Civilian Conservation Corps (CCC)
The Civilian Conservation Corps (CCC), established by Congress on March 31, 1933, provided jobs for young, unemployed men during the Great Depression. Over its 9-year lifespan, the CCC employed about 3 million men nationwide. The CCC made valuable contributions to forest management, flood control, conservation projects, and the development of state and national parks, forests, and historic sites. In return, the men received the benefits of education and training, a small paycheck, and the dignity of honest work. Three CCC companies operated in the North Dakota badlands between 1934 and 1941, contributing to projects that today's visitors can still appreciate.
Companies and Camps
When CCC Companies arrived, the men lived in tents until buildings could be erected at their camps. When completed, each camp included a full complement of buildings: barracks, mess hall, recreational hall, bath house, latrine, supply, garage, and headquarters. The camp complexes also included their own classrooms, hospital, barber shop, post office, canteen, and sometimes a theater. The buildings were frame structures heated by wood and coal burning pot-belly stoves. The camps at Petrified Forest were located at the Puerco River and near Rainbow Forest, where the men actually made their own golf course.
The CCC sought to provide the maximum opportunity for labor at a minimum cost for materials and equipment. With little more than strong backs, shovels, and picks, the CCC built roads, trails, culverts, and structures. When building structures, the CCC utilized native materials, such as the local sandstone, which they quarried themselves with star drills, sledge hammers, muscle, and sweat.

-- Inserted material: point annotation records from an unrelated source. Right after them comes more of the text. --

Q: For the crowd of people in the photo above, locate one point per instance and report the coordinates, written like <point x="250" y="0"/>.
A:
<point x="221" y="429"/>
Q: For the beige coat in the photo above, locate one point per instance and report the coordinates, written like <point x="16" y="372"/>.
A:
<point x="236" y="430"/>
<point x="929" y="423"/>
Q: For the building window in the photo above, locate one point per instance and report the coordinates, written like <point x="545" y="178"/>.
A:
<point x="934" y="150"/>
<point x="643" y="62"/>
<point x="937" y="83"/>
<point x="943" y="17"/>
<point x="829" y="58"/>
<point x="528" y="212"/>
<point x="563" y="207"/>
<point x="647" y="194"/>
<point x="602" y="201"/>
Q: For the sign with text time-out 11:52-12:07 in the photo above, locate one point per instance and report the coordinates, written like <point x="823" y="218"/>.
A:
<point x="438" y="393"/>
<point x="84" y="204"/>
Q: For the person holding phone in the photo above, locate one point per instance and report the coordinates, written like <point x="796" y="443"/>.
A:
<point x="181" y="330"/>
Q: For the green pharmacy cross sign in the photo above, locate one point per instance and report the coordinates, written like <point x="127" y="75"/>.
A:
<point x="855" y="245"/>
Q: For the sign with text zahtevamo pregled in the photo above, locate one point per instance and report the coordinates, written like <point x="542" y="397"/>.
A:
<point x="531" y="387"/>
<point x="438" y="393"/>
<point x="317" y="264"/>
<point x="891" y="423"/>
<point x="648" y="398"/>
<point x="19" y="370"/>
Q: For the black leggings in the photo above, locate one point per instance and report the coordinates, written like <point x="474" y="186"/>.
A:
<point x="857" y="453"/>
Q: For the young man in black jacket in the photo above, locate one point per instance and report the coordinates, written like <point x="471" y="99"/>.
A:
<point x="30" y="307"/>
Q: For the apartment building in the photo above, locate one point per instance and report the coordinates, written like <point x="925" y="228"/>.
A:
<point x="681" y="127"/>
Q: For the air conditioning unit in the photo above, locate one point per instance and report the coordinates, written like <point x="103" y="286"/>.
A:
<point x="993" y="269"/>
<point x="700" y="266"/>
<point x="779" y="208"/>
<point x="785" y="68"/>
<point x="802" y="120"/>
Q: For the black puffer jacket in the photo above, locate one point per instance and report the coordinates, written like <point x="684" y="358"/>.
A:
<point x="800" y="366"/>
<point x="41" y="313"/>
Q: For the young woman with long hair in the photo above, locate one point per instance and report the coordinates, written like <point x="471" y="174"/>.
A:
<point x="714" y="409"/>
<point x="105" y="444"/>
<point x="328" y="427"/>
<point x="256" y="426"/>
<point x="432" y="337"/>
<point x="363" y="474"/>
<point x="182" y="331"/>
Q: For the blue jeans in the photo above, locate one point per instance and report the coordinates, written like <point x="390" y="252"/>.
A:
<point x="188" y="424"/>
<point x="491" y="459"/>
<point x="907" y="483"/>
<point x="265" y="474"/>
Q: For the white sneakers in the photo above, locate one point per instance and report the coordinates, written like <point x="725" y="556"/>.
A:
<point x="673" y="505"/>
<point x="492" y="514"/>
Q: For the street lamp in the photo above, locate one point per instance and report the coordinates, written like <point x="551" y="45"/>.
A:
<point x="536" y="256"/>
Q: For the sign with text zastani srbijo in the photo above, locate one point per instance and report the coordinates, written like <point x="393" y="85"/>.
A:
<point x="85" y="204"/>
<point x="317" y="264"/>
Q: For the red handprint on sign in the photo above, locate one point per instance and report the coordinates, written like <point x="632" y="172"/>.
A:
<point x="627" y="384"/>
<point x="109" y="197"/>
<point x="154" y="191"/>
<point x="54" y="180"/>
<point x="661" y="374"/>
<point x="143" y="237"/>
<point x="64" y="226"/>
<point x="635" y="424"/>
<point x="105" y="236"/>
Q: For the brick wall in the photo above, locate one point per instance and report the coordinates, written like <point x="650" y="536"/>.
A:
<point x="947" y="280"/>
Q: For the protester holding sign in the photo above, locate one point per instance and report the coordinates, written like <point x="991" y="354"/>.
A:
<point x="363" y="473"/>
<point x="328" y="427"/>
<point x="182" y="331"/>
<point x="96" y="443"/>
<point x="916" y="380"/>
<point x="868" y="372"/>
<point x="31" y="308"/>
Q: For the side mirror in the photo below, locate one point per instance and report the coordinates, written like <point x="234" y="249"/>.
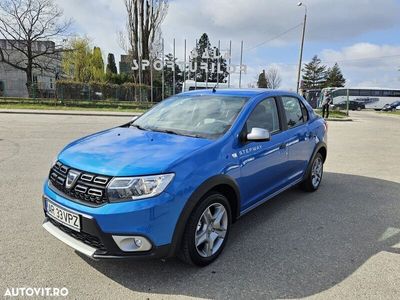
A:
<point x="259" y="135"/>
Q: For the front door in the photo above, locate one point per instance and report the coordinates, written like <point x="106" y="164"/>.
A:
<point x="263" y="163"/>
<point x="299" y="144"/>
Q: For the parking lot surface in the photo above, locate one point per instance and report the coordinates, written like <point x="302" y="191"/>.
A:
<point x="341" y="242"/>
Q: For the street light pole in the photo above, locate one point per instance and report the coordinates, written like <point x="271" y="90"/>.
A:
<point x="302" y="44"/>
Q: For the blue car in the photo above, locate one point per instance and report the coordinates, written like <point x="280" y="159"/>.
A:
<point x="174" y="180"/>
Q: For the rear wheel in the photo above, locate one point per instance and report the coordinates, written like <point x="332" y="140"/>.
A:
<point x="207" y="231"/>
<point x="314" y="177"/>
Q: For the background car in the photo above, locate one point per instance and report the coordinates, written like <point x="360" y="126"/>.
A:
<point x="392" y="106"/>
<point x="353" y="105"/>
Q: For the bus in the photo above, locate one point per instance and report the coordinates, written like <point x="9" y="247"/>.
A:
<point x="191" y="85"/>
<point x="373" y="98"/>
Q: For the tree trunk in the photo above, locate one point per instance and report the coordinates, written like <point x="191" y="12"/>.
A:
<point x="29" y="83"/>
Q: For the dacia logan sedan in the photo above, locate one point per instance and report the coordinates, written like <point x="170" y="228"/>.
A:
<point x="173" y="181"/>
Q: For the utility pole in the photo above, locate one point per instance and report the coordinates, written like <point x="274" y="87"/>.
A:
<point x="302" y="45"/>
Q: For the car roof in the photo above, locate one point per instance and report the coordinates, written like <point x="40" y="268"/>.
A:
<point x="240" y="92"/>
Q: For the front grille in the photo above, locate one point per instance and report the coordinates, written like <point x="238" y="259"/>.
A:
<point x="86" y="238"/>
<point x="86" y="187"/>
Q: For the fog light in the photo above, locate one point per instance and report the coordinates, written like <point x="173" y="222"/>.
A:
<point x="132" y="243"/>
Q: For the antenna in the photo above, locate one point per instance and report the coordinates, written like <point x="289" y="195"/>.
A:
<point x="215" y="87"/>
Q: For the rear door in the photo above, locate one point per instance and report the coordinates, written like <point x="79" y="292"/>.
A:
<point x="299" y="143"/>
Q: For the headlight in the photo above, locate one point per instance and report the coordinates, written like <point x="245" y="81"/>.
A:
<point x="134" y="188"/>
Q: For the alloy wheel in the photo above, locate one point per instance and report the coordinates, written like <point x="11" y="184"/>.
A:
<point x="211" y="230"/>
<point x="316" y="172"/>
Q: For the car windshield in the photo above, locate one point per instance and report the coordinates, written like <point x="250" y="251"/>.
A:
<point x="206" y="116"/>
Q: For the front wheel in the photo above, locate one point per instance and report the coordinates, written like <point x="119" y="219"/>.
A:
<point x="207" y="231"/>
<point x="314" y="177"/>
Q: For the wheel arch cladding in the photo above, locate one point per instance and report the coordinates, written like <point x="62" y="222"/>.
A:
<point x="223" y="184"/>
<point x="323" y="152"/>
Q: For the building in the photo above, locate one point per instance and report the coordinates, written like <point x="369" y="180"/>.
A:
<point x="125" y="64"/>
<point x="13" y="81"/>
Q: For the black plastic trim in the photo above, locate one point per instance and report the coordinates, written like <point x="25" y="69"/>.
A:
<point x="318" y="147"/>
<point x="195" y="199"/>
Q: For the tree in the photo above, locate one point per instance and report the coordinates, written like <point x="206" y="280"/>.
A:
<point x="76" y="62"/>
<point x="273" y="78"/>
<point x="29" y="26"/>
<point x="82" y="62"/>
<point x="204" y="55"/>
<point x="262" y="80"/>
<point x="97" y="65"/>
<point x="335" y="77"/>
<point x="314" y="74"/>
<point x="111" y="66"/>
<point x="142" y="35"/>
<point x="169" y="75"/>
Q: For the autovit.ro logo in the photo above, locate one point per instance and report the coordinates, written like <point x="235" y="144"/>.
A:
<point x="36" y="292"/>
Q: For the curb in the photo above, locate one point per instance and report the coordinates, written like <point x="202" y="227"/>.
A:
<point x="340" y="120"/>
<point x="68" y="113"/>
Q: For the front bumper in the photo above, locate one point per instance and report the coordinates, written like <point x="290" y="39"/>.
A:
<point x="99" y="253"/>
<point x="154" y="219"/>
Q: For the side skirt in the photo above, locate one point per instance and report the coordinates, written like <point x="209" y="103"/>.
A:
<point x="269" y="197"/>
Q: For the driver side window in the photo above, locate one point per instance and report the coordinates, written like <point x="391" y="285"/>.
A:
<point x="264" y="115"/>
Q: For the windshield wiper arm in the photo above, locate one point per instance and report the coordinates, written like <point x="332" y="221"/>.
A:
<point x="139" y="127"/>
<point x="176" y="133"/>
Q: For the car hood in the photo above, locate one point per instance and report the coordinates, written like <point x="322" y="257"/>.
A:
<point x="128" y="151"/>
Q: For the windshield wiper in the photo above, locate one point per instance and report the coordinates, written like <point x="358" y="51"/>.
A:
<point x="139" y="127"/>
<point x="175" y="132"/>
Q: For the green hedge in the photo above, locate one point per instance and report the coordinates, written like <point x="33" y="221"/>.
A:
<point x="78" y="103"/>
<point x="66" y="89"/>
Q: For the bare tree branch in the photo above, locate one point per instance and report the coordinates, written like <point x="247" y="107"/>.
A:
<point x="143" y="29"/>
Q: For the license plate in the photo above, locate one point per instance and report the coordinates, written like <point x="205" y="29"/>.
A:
<point x="63" y="216"/>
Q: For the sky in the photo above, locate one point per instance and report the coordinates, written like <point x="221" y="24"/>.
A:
<point x="362" y="36"/>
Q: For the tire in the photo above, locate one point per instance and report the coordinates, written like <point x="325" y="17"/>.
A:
<point x="314" y="177"/>
<point x="196" y="251"/>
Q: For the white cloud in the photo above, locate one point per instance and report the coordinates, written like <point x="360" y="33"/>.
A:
<point x="254" y="21"/>
<point x="367" y="64"/>
<point x="259" y="20"/>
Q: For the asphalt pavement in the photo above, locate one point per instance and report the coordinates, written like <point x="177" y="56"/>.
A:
<point x="341" y="242"/>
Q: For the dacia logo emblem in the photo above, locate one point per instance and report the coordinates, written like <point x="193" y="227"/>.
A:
<point x="72" y="177"/>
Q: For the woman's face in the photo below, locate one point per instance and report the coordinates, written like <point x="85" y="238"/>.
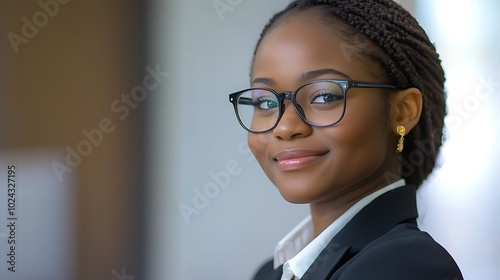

The CCC was open to unemployed men ages 17 to 23.5 who were U.S. citizens. Enrollees served 6-month terms, and were allowed to re-enroll at the end of each term up to a maximum of two years. A CCC worker's salary was $30 a month, most of which the men sent home to their families. Meals, lodging, clothing, medical, and dental care were all free for enrollees. The men generally spent $5 to $8 of their monthly salary on toiletries, postage, haircuts, and occasional entertainment. The few enrollees promoted to Assistant Leader and Leader positions earned a bit more, $36 and $45 per month, respectively.
While the CCC men lived and worked on a regimented schedule, there was time for continuing their education through evening classes and for leisure activities on Saturday afternoons and Sundays. Living and working together, the men learned to get along. Some formed life-long friendships.
Congress abolished the CCC on June 30, 1942, as the United States entered World War II. For nine years the program kept families from starving, employed 3 million young men, and improved the country's natural resources. Men from the Corps answered the call to war well trained, physically fit, labor skilled, and with the great CCC attitude of "We Can Take It!", changing the nation even after the program had ended
As the generation who participated in the CCC passes, the legacy of their work lives on. When you visit Petrified Forest National Park and drive the roads, cross the Puerco River Bridge, or explore the Painted Desert Inn, take a few moments to reflect on the CCC, the men who labored on these projects, and the investment America made during its most desperate economic period. The Civilian Conservation Corps' hard work all those years ago still continues to pay off today.